Solving for applied force to push an object up a ramp.

[agentnnc]

A box, mass 100kg, must be pushed onto a table using an inclined plane 1.5 m high. The plane is 4 m long. If the pleane offers a frictional force equivalent to 10% the weight of the box, what force must be applied to move the box?


What I tried:
sin^-1(4/1.5) = 22.6
100 * 9.8 = 980 N (fgrav)
980cos22.6=904.77N (Fperpendicular)
Ffrict=10%980=98N

That's where I get stuck. I'm not sure if I'm even doing it right (However, I know the angle is).

Please help. My exam is tomorrow.

 

[inky]

A box, mass 100kg, must be pushed onto a table using an inclined plane 1.5 m high. The plane is 4 m long.

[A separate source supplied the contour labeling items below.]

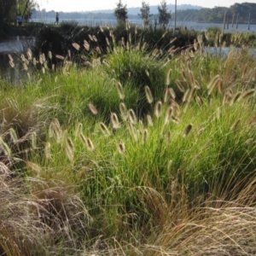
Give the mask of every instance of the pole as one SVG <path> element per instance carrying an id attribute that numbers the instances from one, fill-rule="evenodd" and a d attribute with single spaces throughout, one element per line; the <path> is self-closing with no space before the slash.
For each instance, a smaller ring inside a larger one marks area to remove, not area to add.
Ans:
<path id="1" fill-rule="evenodd" d="M 175 20 L 174 20 L 174 30 L 176 30 L 176 20 L 177 20 L 177 0 L 175 0 Z"/>
<path id="2" fill-rule="evenodd" d="M 227 15 L 227 12 L 224 13 L 224 17 L 223 20 L 223 29 L 226 28 L 226 15 Z"/>
<path id="3" fill-rule="evenodd" d="M 234 27 L 234 20 L 235 20 L 235 14 L 233 15 L 233 18 L 232 18 L 232 28 Z"/>

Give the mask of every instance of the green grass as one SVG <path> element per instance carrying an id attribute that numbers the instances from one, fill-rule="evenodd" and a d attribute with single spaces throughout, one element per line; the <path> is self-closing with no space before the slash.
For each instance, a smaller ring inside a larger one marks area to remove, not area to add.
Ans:
<path id="1" fill-rule="evenodd" d="M 0 81 L 1 253 L 254 255 L 255 59 L 128 46 Z"/>

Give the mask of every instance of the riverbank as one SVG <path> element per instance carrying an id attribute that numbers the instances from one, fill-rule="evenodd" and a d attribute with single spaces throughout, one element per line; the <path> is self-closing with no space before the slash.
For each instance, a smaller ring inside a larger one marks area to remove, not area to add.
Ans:
<path id="1" fill-rule="evenodd" d="M 97 38 L 9 58 L 0 254 L 255 255 L 255 59 Z"/>

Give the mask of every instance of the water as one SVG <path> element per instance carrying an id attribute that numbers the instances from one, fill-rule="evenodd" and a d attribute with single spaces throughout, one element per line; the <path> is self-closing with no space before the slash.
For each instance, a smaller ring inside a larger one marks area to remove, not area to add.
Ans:
<path id="1" fill-rule="evenodd" d="M 117 24 L 116 20 L 98 20 L 98 19 L 63 19 L 60 20 L 61 21 L 76 21 L 79 25 L 81 26 L 105 26 L 106 23 L 108 24 L 109 26 L 115 26 Z M 31 20 L 32 22 L 42 22 L 45 24 L 54 24 L 55 22 L 55 19 L 54 18 L 43 18 L 43 19 L 33 19 Z M 138 26 L 142 26 L 142 20 L 130 20 L 131 24 L 137 25 Z M 209 27 L 219 27 L 223 29 L 222 23 L 198 23 L 198 22 L 191 22 L 191 21 L 177 21 L 176 24 L 177 27 L 179 26 L 186 26 L 188 29 L 195 29 L 196 31 L 207 31 Z M 174 27 L 174 21 L 171 21 L 169 24 L 169 28 Z M 251 24 L 250 29 L 248 30 L 247 24 L 238 24 L 238 27 L 236 28 L 236 24 L 233 25 L 229 24 L 228 28 L 227 25 L 225 26 L 224 32 L 256 32 L 256 24 Z"/>

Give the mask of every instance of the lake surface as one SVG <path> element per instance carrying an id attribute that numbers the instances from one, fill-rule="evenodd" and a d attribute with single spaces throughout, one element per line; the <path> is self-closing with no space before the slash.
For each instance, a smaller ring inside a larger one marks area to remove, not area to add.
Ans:
<path id="1" fill-rule="evenodd" d="M 63 19 L 60 20 L 61 21 L 77 21 L 79 25 L 84 26 L 102 26 L 104 27 L 106 23 L 108 23 L 110 26 L 114 26 L 117 24 L 116 20 L 98 20 L 98 19 Z M 31 20 L 32 22 L 42 22 L 44 24 L 54 24 L 55 22 L 55 17 L 53 18 L 44 18 L 44 19 L 33 19 Z M 142 20 L 130 20 L 131 24 L 137 25 L 138 26 L 142 26 Z M 178 26 L 187 26 L 188 29 L 195 29 L 196 31 L 206 31 L 208 27 L 220 27 L 223 29 L 222 23 L 198 23 L 198 22 L 189 22 L 189 21 L 177 21 L 176 24 L 177 27 Z M 171 21 L 169 23 L 169 27 L 174 27 L 174 21 Z M 236 24 L 229 24 L 225 26 L 225 32 L 256 32 L 256 24 L 251 24 L 248 30 L 247 24 L 238 24 L 236 28 Z"/>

If the pleane offers a frictional force equivalent to 10% the weight of the box, what force must be applied to move the box?


What I tried:
sin^-1(4/1.5) = 22.6
100 * 9.8 = 980 N (fgrav)
980cos22.6=904.77N (Fperpendicular)
Ffrict=10%980=98N

That's where I get stuck. I'm not sure if I'm even doing it right (However, I know the angle is).

Please help. My exam is tomorrow.

angle (theta)=sin^-1(1.5/4)=22.02 deg. (You take sin^-1 (4/1.5))

Use summation F(x)=0
friction and mg sin (theta) direction is downward . Applied force dirction is upward.Yes your friction is 98 N. No need to consider Y direction here.